SWITZERLAND – A special commission investigating the financial problems of a pension fund for civil servants in the city of Fribourg has placed part of the blame for the scheme’s troubles on its former trustee.

In past years, the public scheme in question has been grossly underfunded, with its coverage ratio – used to gauge the extent to which liabilities are funded – falling to as little as 31.4%.

Swiss law permits underfunding at public pension funds owing to a state guarantee.

Indeed, the situation at the small scheme forced Fribourg’s government to bail it out to the tune of €19m in January. At the same time, a special commission led by Claude Joye was formed to look into what went wrong.

According to Swiss press reports, Joye has sharply criticised Dominique de Buman, trustee of the scheme between 1991 and 2004, for not being honest enough about the fund’s financial woes.

“We should expect that people who are in charge of such an institution for more than 10 years have the competence to run it,” Joye was quoted as saying.

The commission did not find any evidence of wrongdoing by de Buman or others involved with stewardship of the pension fund in Fribourg, which has around 33,600 inhabitants.

However, this was not enough to quell de Buman’s rage over the report.

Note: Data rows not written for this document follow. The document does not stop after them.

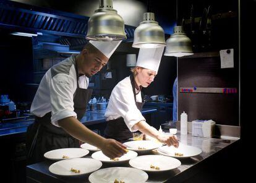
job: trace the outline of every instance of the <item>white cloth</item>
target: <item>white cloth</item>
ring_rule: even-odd
[[[140,48],[137,66],[142,67],[155,72],[158,71],[164,47],[156,48]]]
[[[140,92],[136,95],[136,101],[142,102],[142,100]],[[105,116],[107,121],[123,117],[131,132],[138,130],[134,128],[134,124],[140,121],[146,121],[136,106],[130,77],[126,77],[114,88]]]
[[[67,59],[72,62],[72,59],[74,57]],[[70,65],[68,74],[59,73],[52,77],[51,69],[46,72],[31,106],[31,113],[38,117],[43,117],[51,111],[51,122],[56,126],[59,126],[58,121],[60,119],[70,116],[77,117],[73,102],[74,94],[77,87],[77,74],[75,66]],[[79,77],[80,88],[87,89],[88,83],[89,79],[85,75]]]
[[[111,41],[90,41],[89,43],[95,46],[107,57],[110,58],[121,41],[122,40]]]

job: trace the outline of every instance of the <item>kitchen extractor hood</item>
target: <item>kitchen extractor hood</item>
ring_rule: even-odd
[[[69,49],[69,46],[58,43],[38,42],[33,45],[34,57],[43,59],[53,57],[68,57],[72,54],[79,54],[79,51]]]
[[[88,17],[35,7],[11,1],[0,2],[0,28],[11,32],[54,35],[85,39]],[[132,41],[135,27],[125,25],[127,40]]]

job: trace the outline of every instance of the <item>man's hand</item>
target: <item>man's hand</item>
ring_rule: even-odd
[[[161,142],[166,143],[168,146],[173,145],[176,148],[179,147],[179,141],[174,135],[168,136],[163,135],[158,137],[157,138]]]
[[[105,139],[102,147],[100,148],[103,154],[113,159],[122,156],[126,153],[126,147],[114,139]]]

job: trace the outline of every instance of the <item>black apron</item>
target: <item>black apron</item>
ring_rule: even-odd
[[[132,86],[132,92],[134,92],[134,100],[136,106],[139,110],[141,111],[145,102],[136,101],[136,93],[135,87],[135,80],[132,74],[130,75],[130,83]],[[143,94],[142,93],[142,99],[143,101]],[[124,118],[121,117],[116,119],[107,121],[107,126],[105,130],[105,137],[107,138],[113,138],[121,143],[129,141],[129,138],[132,137],[132,133],[128,129],[124,122]]]
[[[74,111],[79,121],[84,116],[87,104],[92,96],[92,89],[79,88],[77,75],[77,88],[74,96]],[[67,134],[61,127],[51,122],[51,112],[43,117],[36,117],[27,132],[27,164],[36,163],[44,160],[43,155],[50,150],[63,148],[79,148],[79,141]]]

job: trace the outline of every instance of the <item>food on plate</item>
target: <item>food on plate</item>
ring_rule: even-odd
[[[73,172],[75,172],[75,173],[80,173],[80,170],[79,169],[74,169],[72,168],[71,168],[70,171],[72,171]]]
[[[146,150],[146,148],[145,147],[139,147],[138,149],[139,150]]]
[[[175,156],[183,156],[183,154],[182,153],[175,153],[174,155],[175,155]]]
[[[150,164],[150,168],[155,169],[157,169],[157,170],[160,169],[160,168],[158,166],[155,166],[152,164]]]
[[[66,156],[66,155],[63,155],[63,156],[62,156],[62,158],[69,159],[69,156]]]
[[[123,181],[118,181],[118,180],[117,180],[117,179],[114,179],[114,183],[126,183],[126,182],[123,182]]]

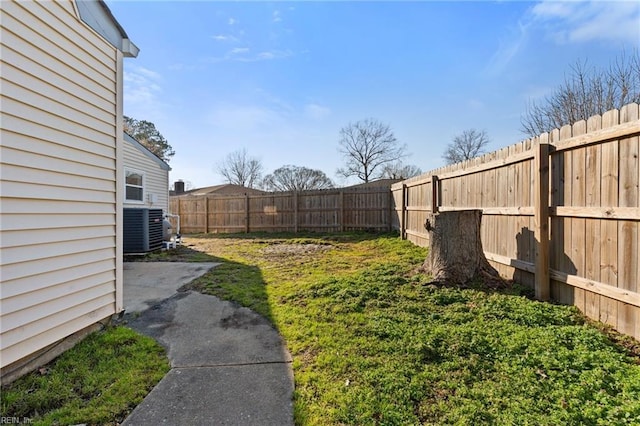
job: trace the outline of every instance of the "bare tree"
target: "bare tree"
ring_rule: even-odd
[[[169,162],[170,157],[175,155],[175,151],[169,145],[169,142],[156,129],[155,124],[150,121],[136,120],[125,115],[124,131],[161,160]]]
[[[422,174],[420,167],[398,161],[384,166],[382,177],[387,179],[409,179],[420,174]]]
[[[365,183],[381,177],[385,165],[406,156],[406,147],[398,144],[391,128],[371,118],[343,127],[338,143],[345,167],[337,174],[355,176]]]
[[[333,182],[321,170],[299,166],[282,166],[265,176],[262,183],[269,191],[307,191],[333,188]]]
[[[260,160],[249,157],[242,148],[227,155],[217,169],[228,183],[254,188],[260,182],[263,167]]]
[[[637,50],[631,56],[623,52],[606,69],[578,61],[551,95],[538,103],[530,101],[521,118],[521,130],[528,136],[537,136],[631,102],[640,102]]]
[[[447,145],[447,149],[442,155],[447,164],[455,164],[461,161],[470,160],[483,154],[484,148],[489,144],[489,137],[485,130],[478,131],[469,129],[453,138]]]

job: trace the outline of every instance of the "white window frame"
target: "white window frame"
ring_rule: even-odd
[[[135,173],[137,175],[140,175],[142,177],[142,185],[138,186],[138,185],[131,185],[127,183],[127,174],[129,173]],[[145,183],[147,181],[147,177],[145,176],[145,173],[141,170],[136,170],[136,169],[131,169],[131,168],[125,168],[124,169],[124,202],[125,203],[136,203],[136,204],[144,204],[145,203],[145,196],[147,195],[147,191],[145,190]],[[133,188],[140,188],[142,189],[142,199],[138,200],[138,199],[131,199],[131,198],[127,198],[127,187],[133,187]]]

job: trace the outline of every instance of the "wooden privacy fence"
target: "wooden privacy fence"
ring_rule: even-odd
[[[171,197],[183,233],[390,231],[389,187]]]
[[[487,259],[536,296],[640,338],[640,120],[630,104],[392,186],[394,228],[481,209]]]

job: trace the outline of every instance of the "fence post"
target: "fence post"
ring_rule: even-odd
[[[293,191],[293,232],[298,233],[298,191]]]
[[[209,233],[209,196],[204,196],[204,233]]]
[[[549,134],[543,133],[534,157],[535,296],[549,300]]]
[[[344,232],[344,191],[340,191],[340,232]]]
[[[391,190],[391,188],[389,188],[389,197],[387,197],[387,202],[389,203],[389,209],[388,209],[389,226],[387,229],[388,229],[388,232],[391,232],[393,231],[393,191]]]
[[[400,208],[400,238],[407,239],[407,184],[402,184],[402,206]]]
[[[431,213],[438,213],[438,207],[440,203],[439,191],[440,191],[440,181],[438,176],[431,176]]]
[[[249,233],[249,194],[244,194],[245,202],[244,202],[244,221],[245,228],[244,232]]]

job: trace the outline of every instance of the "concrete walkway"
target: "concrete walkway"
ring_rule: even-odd
[[[128,325],[155,338],[171,371],[123,425],[292,425],[291,356],[255,312],[180,288],[214,263],[131,262]]]

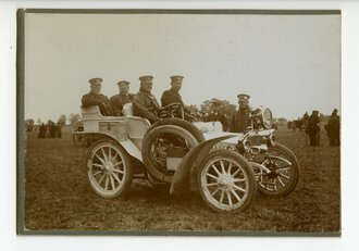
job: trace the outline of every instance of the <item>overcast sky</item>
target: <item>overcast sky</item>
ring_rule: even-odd
[[[186,104],[212,98],[271,108],[275,117],[341,104],[339,15],[26,14],[25,118],[79,113],[88,79],[152,75],[158,100],[183,75]]]

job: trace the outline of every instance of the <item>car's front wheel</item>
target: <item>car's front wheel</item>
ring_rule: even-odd
[[[203,160],[198,189],[205,202],[218,212],[246,209],[257,192],[255,173],[238,153],[218,150]]]

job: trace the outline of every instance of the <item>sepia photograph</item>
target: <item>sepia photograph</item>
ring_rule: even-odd
[[[341,236],[341,10],[17,11],[20,235]]]

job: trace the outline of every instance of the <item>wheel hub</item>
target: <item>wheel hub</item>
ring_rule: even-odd
[[[111,162],[107,161],[103,166],[107,173],[112,173],[113,165]]]
[[[222,190],[231,190],[234,186],[233,177],[227,174],[221,174],[219,176],[219,186]]]

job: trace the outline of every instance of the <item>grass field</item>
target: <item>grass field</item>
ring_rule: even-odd
[[[146,180],[134,180],[125,199],[102,199],[87,185],[85,148],[76,148],[70,128],[62,139],[27,134],[25,156],[25,228],[30,230],[168,230],[246,233],[341,231],[341,153],[329,147],[308,147],[302,133],[276,131],[301,165],[300,180],[285,198],[257,194],[237,214],[211,211],[199,194],[170,196]],[[161,233],[160,233],[161,234]]]

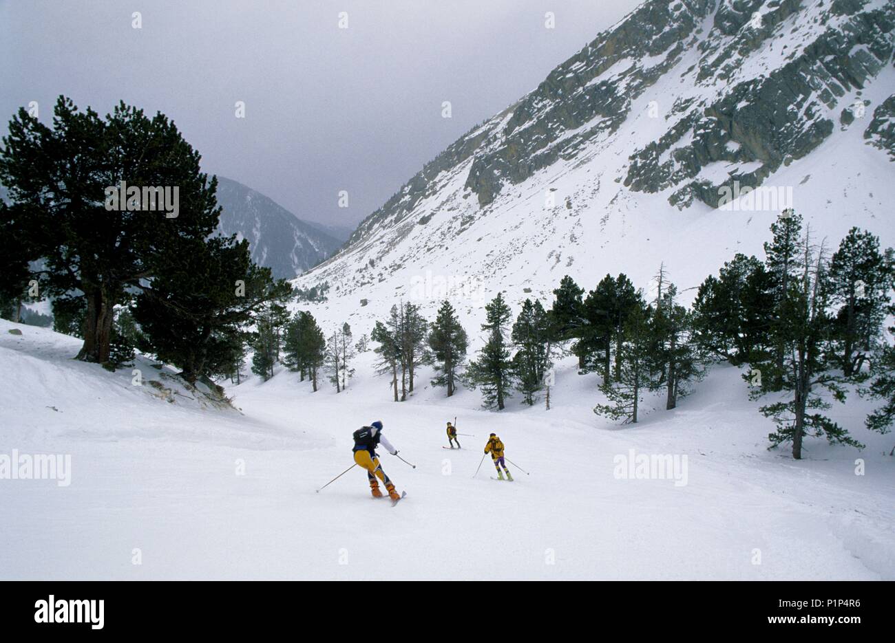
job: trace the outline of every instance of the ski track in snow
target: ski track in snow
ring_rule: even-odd
[[[550,411],[518,398],[482,410],[469,391],[448,401],[428,371],[413,398],[391,402],[368,352],[337,395],[284,370],[228,386],[240,414],[185,391],[166,402],[132,385],[131,368],[72,360],[79,345],[0,321],[0,453],[72,455],[67,487],[0,480],[4,580],[895,579],[892,437],[861,427],[870,407],[857,398],[836,417],[868,447],[809,440],[795,461],[767,451],[771,424],[730,367],[678,410],[650,400],[642,424],[621,427],[592,412],[595,376],[567,361]],[[446,452],[455,416],[475,437]],[[416,464],[382,457],[405,501],[374,501],[356,468],[315,493],[376,419]],[[516,481],[495,484],[486,458],[473,478],[491,431],[531,475],[510,463]],[[613,458],[631,448],[686,455],[687,484],[616,479]]]

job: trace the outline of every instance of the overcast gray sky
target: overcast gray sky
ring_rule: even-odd
[[[207,172],[354,225],[639,4],[0,0],[2,130],[30,101],[49,123],[59,94],[101,114],[123,99],[174,119]]]

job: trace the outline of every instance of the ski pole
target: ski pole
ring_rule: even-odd
[[[479,469],[482,469],[482,463],[485,461],[485,455],[488,455],[488,453],[485,453],[484,455],[482,456],[482,461],[479,462]],[[479,469],[475,470],[475,473],[473,474],[473,478],[475,478],[476,476],[479,475]]]
[[[346,474],[346,473],[347,473],[348,471],[350,471],[351,470],[353,470],[353,469],[354,469],[354,467],[356,467],[356,466],[357,466],[357,462],[354,462],[354,463],[353,465],[351,465],[351,466],[350,466],[350,467],[348,467],[348,468],[347,468],[346,470],[345,470],[344,471],[342,471],[342,473],[338,474],[337,476],[336,476],[336,478],[333,478],[333,479],[331,479],[331,480],[330,480],[329,482],[328,482],[328,483],[327,483],[327,484],[325,484],[325,485],[324,485],[323,486],[321,486],[321,487],[320,487],[320,489],[318,489],[318,490],[317,490],[317,493],[318,493],[318,494],[319,494],[319,493],[320,493],[320,491],[321,491],[322,489],[325,489],[325,488],[327,488],[328,486],[329,486],[329,485],[331,485],[331,484],[333,484],[334,482],[336,482],[336,480],[337,480],[338,478],[342,478],[342,476],[344,476],[345,474]]]
[[[402,458],[402,457],[401,457],[400,455],[398,455],[397,453],[395,453],[395,456],[396,456],[396,458],[397,458],[398,460],[400,460],[400,461],[401,461],[402,462],[404,462],[405,464],[410,464],[410,462],[408,462],[408,461],[407,461],[406,460],[405,460],[404,458]],[[413,469],[416,469],[416,465],[415,465],[415,464],[410,464],[410,466],[411,466],[411,467],[413,467]]]

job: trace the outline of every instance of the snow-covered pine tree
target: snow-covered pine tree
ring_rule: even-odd
[[[342,346],[339,343],[339,331],[335,331],[327,339],[326,357],[323,365],[329,375],[329,382],[336,386],[336,393],[342,393],[342,378],[340,369],[342,366]]]
[[[265,382],[274,376],[274,365],[277,363],[277,343],[274,315],[268,307],[258,319],[255,338],[251,343],[251,347],[254,350],[251,356],[251,372],[260,376]]]
[[[247,241],[197,241],[191,251],[170,257],[151,287],[137,295],[140,349],[176,365],[191,383],[224,373],[242,351],[246,328],[290,292],[287,282],[273,281],[269,268],[251,262]]]
[[[802,216],[788,208],[780,213],[777,221],[771,224],[771,233],[773,238],[770,241],[764,242],[765,265],[768,272],[771,275],[773,283],[773,310],[771,319],[771,334],[773,336],[782,337],[786,329],[778,327],[784,324],[784,315],[781,308],[785,305],[789,293],[789,283],[795,277],[798,278],[799,271],[804,268],[802,265],[801,251],[799,249],[802,233]],[[770,384],[774,386],[782,385],[779,379],[780,374],[783,370],[784,352],[786,346],[783,342],[778,342],[773,348],[776,355],[776,368],[774,379]]]
[[[755,257],[737,253],[699,286],[693,304],[695,338],[706,352],[738,366],[765,351],[773,319],[773,279]]]
[[[392,306],[389,318],[396,317],[397,317],[397,307]],[[373,332],[370,334],[370,339],[379,344],[373,349],[373,352],[379,355],[379,360],[376,362],[376,372],[379,375],[386,373],[391,375],[388,385],[394,392],[395,402],[398,402],[397,369],[401,360],[401,347],[391,327],[391,324],[387,326],[381,321],[377,321],[373,326]]]
[[[653,386],[650,379],[652,336],[651,310],[636,293],[636,305],[627,309],[625,323],[616,344],[616,373],[612,383],[603,383],[600,390],[609,404],[597,404],[593,412],[622,424],[636,424],[644,391]]]
[[[351,368],[350,364],[356,354],[348,322],[342,325],[342,332],[339,334],[339,352],[341,353],[339,368],[342,377],[342,390],[344,391],[348,388],[348,380],[354,375],[354,369]]]
[[[584,290],[581,288],[568,275],[559,281],[559,287],[553,291],[556,299],[550,308],[553,326],[555,328],[556,343],[566,343],[571,340],[577,341],[572,346],[572,353],[578,358],[578,368],[586,368],[587,356],[590,351],[588,338],[584,337],[585,321],[584,318],[584,302],[582,297]]]
[[[510,397],[511,368],[509,349],[507,345],[507,325],[510,309],[503,294],[485,304],[485,323],[482,330],[487,334],[485,345],[479,351],[478,359],[470,362],[465,381],[469,388],[482,388],[483,406],[497,407],[502,410],[507,398]]]
[[[680,397],[689,394],[688,384],[702,379],[705,357],[693,334],[693,314],[677,302],[678,287],[661,277],[661,297],[650,319],[653,350],[651,360],[659,378],[653,385],[667,392],[665,408],[674,409]]]
[[[445,386],[448,397],[454,394],[459,379],[459,368],[466,356],[468,340],[456,311],[450,301],[441,302],[435,321],[429,330],[429,347],[435,367],[433,386]]]
[[[880,240],[853,227],[830,261],[831,302],[836,313],[836,351],[842,372],[859,376],[879,342],[889,302],[888,265]]]
[[[513,325],[511,339],[516,347],[512,372],[516,388],[523,401],[534,404],[535,395],[544,385],[544,373],[549,368],[547,345],[550,343],[550,323],[541,302],[526,299]]]
[[[584,302],[585,332],[578,341],[588,355],[584,370],[601,368],[603,383],[612,380],[612,340],[616,330],[616,280],[607,275],[587,293]],[[579,360],[579,367],[581,361]]]
[[[777,430],[768,436],[771,448],[791,442],[796,460],[802,457],[806,436],[863,446],[822,412],[831,406],[826,399],[830,395],[845,402],[844,385],[848,378],[839,369],[839,359],[831,350],[835,325],[829,312],[831,283],[823,248],[815,250],[812,247],[810,231],[796,247],[799,246],[800,256],[792,257],[790,265],[797,263],[800,273],[789,275],[788,290],[777,309],[780,317],[773,326],[774,345],[782,348],[782,368],[776,351],[770,352],[764,362],[754,362],[753,370],[757,369],[763,376],[762,385],[751,393],[753,399],[759,399],[769,393],[782,392],[783,399],[760,410],[777,425]],[[744,376],[747,380],[751,376]]]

Speaking to Swiss journalists, he demanded that Fribourg’s public authorities declare the report “worthless” - adding that if they did not he would seriously consider legal action.

The Fribourg scheme is just one of several Swiss public pension funds that have become seriously underfunded.

Others include BLVK, a scheme insuring teachers in the Swiss capital of Berne, and two schemes insuring civil servants and teachers in the Swiss canton of Valais.

BLVK is currently in deficit, mainly caused by overexposure to equities during the market crash. Meanwhile, the government for the Valais canton has partially plugged a deficit of CHF1.4bn at the two civil servant schemes.